The only time I was able to provide meaningful feedback was during an operational or safety audit. We were given passing grades based on the degree of compliance with the best practice/standard. It was my opportunity as a line manager to push back and challenge the status quo. I was fortunate that upper management were receptive. When Business Process Reengineering was the rage in the mid-90s, I got to play a significant role in encouraging process designers to listen to the voice of the front-line worker.
Today when we collect stories, front-liners can express their concerns about conflicting risks. A common trade-off is rules compliance vs. get the job done. If you would like to see how stories as data points can be analyzed, check out this blog by Dave Snowden: http://bit.ly/1LJyb48
The feedback loop is there, but it isn’t what you seem to have in mind.
It’s the Generalized Peter Principle:
Anything that works will be used over and over in more and more challenging circumstances until it is involved in disaster.
One time exceptions.
Copy cat job hazard analyses.
“Use as is” dispositions.
The almost right tool
Poorly attended pre-job briefs.
Corner cutting.
(Your favorite goes here.)
Hi Daniel,
Hope you well?
I recently attended an internal safety program surrounding the safety management system (SMS) of the organisation, the primary aim, to teach individuals what’s required of them in implementing a complex web of procedures and forms.
The audience was a makeup of rail track workers, graduate engineers and me, the HSE Manager. The program content was generalised in order to suit each participant.
Afterwards, I reflected on the content and raw feedback from the participants during the two day program.
A clear challenge exists, that the role of the safety professional is still portrayed as the ‘chauffeur’ of the ‘safety’ vehicle. During the program, the facilitator presented some difficult scenarios to the audience in order to obtain their valuable feedback. Here are a few observations…
>Participants reluctantly answered for a number of reasons in my view, simply did not know content or lacked the confidence to speak out, afraid of being wrong and shut down in the presence of others and/or participants assumed that the ‘safety’ guy would have the correct answer and challenge their ideas
>The facilitator, rightly or wrongly, challenged the participant’s responses of what they believed to be the solution as it didn’t quite fit the answer criteria
>Participants quickly identified the problems with each scenario and blaming the made-up names of individuals within the case studies
For these reasons, I asked myself the following questions;
>Why is there a perception that the safety professional has all the answers?
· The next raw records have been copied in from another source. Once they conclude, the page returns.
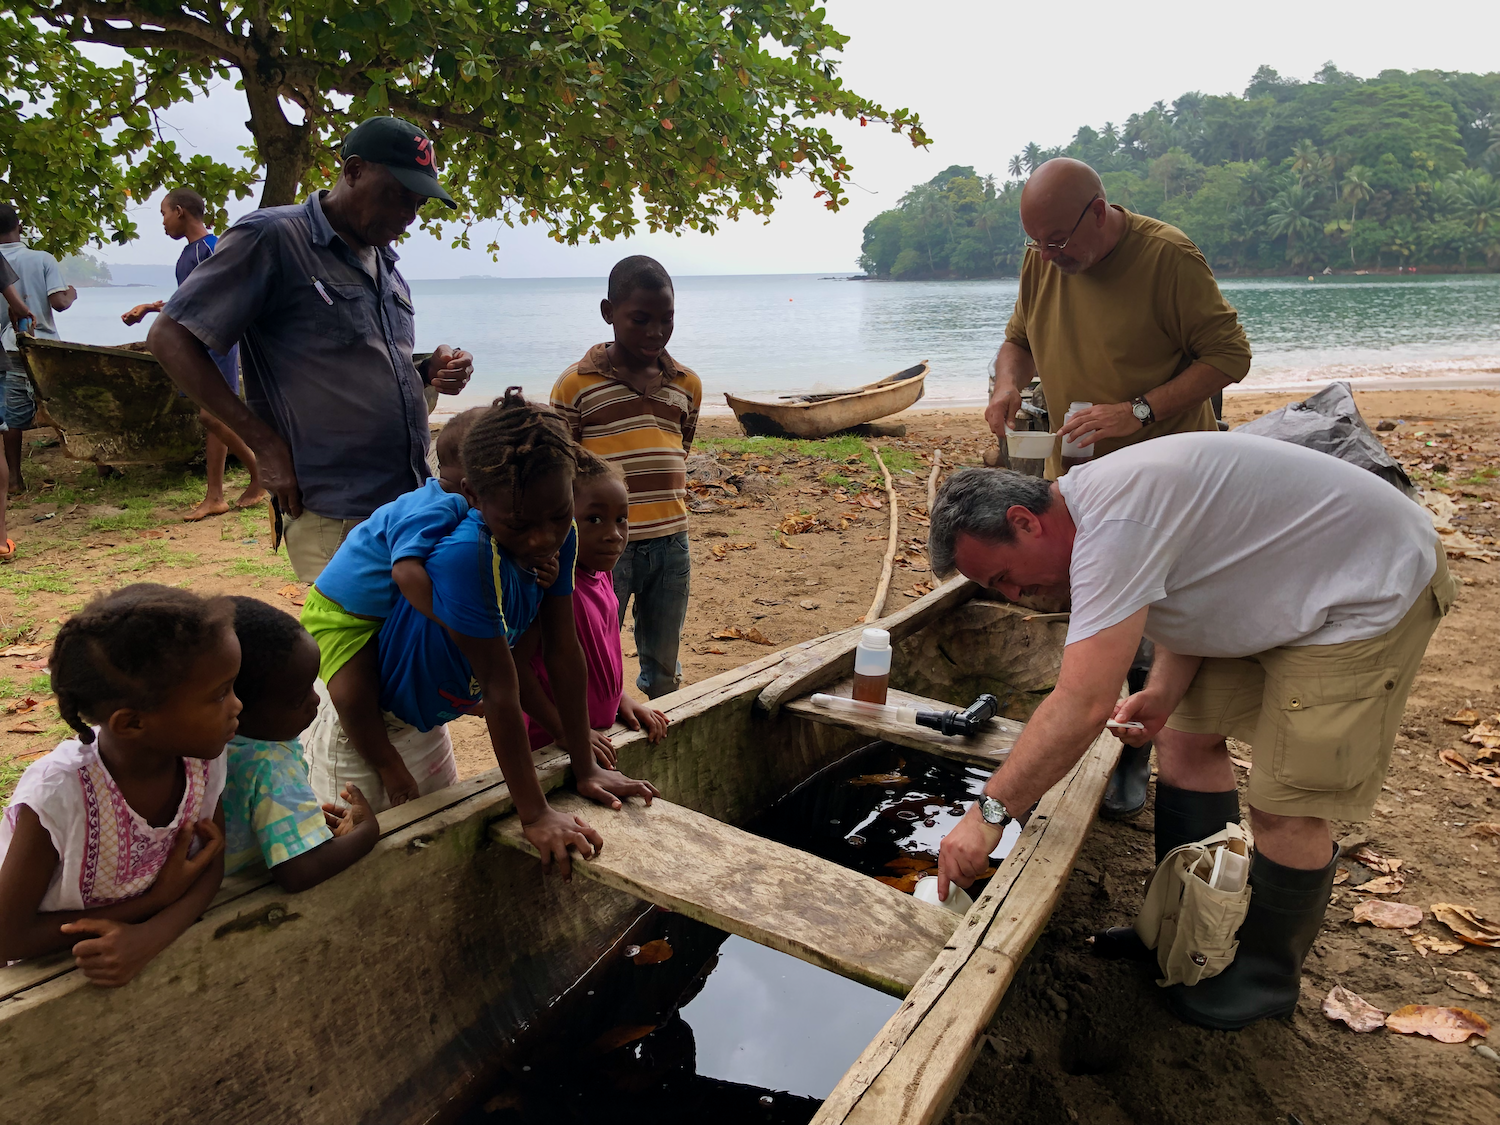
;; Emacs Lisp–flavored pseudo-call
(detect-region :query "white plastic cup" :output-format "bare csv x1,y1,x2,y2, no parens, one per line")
1060,401,1095,462
1005,430,1056,460
913,875,974,914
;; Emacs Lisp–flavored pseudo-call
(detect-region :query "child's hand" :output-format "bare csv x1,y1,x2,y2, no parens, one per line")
621,698,669,745
576,768,660,812
59,918,158,988
378,762,421,807
589,729,617,770
148,818,223,908
522,806,604,882
322,784,375,837
535,554,560,590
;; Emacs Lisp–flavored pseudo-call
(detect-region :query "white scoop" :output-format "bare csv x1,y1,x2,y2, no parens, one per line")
913,875,974,915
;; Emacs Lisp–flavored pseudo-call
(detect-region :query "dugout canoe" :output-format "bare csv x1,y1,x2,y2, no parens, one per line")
15,336,206,468
0,577,1117,1125
726,361,928,439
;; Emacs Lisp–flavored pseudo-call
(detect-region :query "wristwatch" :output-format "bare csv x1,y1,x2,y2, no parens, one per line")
978,796,1012,827
1130,396,1155,425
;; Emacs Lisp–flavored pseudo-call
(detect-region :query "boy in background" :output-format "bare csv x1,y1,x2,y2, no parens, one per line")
123,188,265,521
551,256,701,699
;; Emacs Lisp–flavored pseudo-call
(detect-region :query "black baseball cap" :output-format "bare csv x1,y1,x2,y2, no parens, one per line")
341,117,456,208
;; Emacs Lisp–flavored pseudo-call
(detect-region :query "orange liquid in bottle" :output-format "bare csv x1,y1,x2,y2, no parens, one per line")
852,672,889,705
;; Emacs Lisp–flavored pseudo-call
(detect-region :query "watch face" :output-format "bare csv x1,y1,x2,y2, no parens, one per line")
980,796,1008,825
1132,401,1151,420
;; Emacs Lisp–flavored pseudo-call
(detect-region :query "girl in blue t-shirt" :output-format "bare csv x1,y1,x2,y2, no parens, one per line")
308,390,658,878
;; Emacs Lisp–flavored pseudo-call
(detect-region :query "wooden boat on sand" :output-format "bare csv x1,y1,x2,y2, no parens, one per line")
726,361,928,439
0,578,1117,1125
15,336,206,468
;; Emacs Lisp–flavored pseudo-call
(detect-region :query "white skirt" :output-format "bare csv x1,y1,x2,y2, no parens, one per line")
303,682,459,813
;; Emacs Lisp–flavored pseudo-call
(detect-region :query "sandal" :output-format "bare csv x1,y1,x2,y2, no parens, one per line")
0,539,14,560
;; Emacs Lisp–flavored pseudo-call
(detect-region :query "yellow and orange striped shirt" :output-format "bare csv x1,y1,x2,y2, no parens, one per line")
551,343,703,541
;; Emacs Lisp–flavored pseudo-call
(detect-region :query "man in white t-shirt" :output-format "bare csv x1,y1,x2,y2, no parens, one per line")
927,432,1456,1030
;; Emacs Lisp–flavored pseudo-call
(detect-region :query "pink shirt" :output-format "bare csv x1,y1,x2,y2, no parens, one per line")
525,568,624,750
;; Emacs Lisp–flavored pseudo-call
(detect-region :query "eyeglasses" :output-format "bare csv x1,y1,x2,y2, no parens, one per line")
1024,195,1100,253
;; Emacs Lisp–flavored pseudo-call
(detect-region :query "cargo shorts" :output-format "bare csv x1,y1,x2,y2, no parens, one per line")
1164,542,1457,820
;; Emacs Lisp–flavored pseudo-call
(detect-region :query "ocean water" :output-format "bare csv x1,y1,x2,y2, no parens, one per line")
57,272,1500,413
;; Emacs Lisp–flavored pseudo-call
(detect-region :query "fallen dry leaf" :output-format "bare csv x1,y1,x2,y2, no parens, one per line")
1411,933,1465,957
1349,845,1402,874
884,855,937,874
1322,985,1387,1033
631,939,673,965
139,529,168,540
1440,748,1477,774
4,697,40,715
1385,1004,1490,1043
1446,708,1482,726
848,772,911,788
708,626,772,646
875,872,921,894
1472,823,1500,840
700,645,726,655
1432,903,1500,948
13,660,47,672
275,583,305,606
6,720,43,734
902,581,936,599
1357,874,1406,895
854,493,884,510
1334,868,1350,885
0,644,45,658
1447,970,1493,998
710,541,757,561
1353,900,1423,929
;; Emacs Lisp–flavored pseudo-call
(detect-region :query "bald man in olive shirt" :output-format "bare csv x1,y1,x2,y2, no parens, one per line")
987,157,1252,817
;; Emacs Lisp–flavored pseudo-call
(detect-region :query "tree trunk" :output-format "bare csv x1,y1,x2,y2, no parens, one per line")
240,63,312,209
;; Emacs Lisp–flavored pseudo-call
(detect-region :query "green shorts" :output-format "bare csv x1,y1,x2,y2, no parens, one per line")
300,587,382,685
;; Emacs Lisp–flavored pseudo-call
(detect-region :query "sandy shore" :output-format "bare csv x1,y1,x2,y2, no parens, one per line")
2,386,1498,1120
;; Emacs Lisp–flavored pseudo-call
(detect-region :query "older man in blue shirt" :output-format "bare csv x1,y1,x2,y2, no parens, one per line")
149,117,475,581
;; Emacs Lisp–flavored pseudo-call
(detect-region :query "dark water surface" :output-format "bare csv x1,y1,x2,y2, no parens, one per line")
451,743,1012,1125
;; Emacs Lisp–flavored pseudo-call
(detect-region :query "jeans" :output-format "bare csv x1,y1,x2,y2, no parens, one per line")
1,355,35,431
613,531,691,699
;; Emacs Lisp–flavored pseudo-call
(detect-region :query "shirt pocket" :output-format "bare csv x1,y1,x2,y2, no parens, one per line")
1265,666,1399,792
388,287,417,353
323,281,375,345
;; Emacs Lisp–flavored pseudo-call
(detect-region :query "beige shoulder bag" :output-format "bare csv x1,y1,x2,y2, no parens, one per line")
1134,822,1254,987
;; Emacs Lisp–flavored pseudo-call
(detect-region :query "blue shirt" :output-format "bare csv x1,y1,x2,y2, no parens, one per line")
173,234,239,389
377,513,578,731
163,192,431,519
312,478,470,618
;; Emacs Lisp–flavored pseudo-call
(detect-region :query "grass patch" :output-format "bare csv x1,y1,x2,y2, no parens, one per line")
0,678,18,698
700,434,878,466
24,674,51,695
1459,466,1499,486
822,472,855,490
0,564,75,599
875,447,921,475
220,553,298,583
108,541,202,572
86,497,165,533
0,758,25,804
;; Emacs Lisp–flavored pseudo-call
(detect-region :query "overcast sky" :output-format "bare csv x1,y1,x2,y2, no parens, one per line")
95,0,1497,278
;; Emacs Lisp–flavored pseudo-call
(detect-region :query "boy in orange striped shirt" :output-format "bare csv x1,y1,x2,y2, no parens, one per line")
551,257,702,698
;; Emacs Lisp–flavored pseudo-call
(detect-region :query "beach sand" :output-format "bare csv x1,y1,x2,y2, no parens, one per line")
2,387,1498,1121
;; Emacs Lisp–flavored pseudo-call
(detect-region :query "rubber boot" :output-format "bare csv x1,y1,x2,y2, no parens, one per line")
1092,785,1241,962
1168,845,1339,1030
1100,739,1152,819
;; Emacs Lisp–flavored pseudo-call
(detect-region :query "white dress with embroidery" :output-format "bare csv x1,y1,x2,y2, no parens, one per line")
0,734,227,912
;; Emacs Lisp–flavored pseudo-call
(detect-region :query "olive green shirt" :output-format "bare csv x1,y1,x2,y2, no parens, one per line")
1004,207,1251,477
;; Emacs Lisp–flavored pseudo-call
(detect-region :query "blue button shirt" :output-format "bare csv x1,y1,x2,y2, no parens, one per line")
162,193,432,519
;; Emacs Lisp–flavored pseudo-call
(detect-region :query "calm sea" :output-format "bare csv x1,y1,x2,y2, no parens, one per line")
59,272,1500,413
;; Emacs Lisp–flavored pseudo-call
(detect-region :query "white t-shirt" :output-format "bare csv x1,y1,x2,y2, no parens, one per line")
0,242,67,350
0,734,226,912
1057,432,1437,657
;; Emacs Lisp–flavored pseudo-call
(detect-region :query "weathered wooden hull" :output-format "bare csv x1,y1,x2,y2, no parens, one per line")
16,337,206,467
0,582,1098,1125
726,362,927,439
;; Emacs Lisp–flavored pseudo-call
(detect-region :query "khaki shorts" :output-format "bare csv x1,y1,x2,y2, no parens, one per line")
283,509,365,583
1165,543,1457,820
>How have we inherently created a problem of restricting creativity and innovation amongst the people on the ground?
>Why is it that we calibrate our people to identify problems, not solutions?
The answers to these questions align to the premise of your post in my view. It will take professionals in the safety role to think ‘outside the square’ and not be governed by the norm or limiting content of training programs delivered within industry. In order to increase variability we need to foster an environment that allows for positive creativeness with our people.
This journey must be sparked by the willingness of all professionals in this industry to change with the change.
Finally, and back to the story, during the first break of the training program, I explicitly informed the participants to answer openly and honestly as I was interested in hearing their thoughts on the subject matter (and not just a HSE Manager that would judge their responses or answer all the questions). They soon felt more comfortable being in an environment, where they’re view was respected and valued.
Put simply, contribution formed part of the solution, albeit in a small environment, it was effective.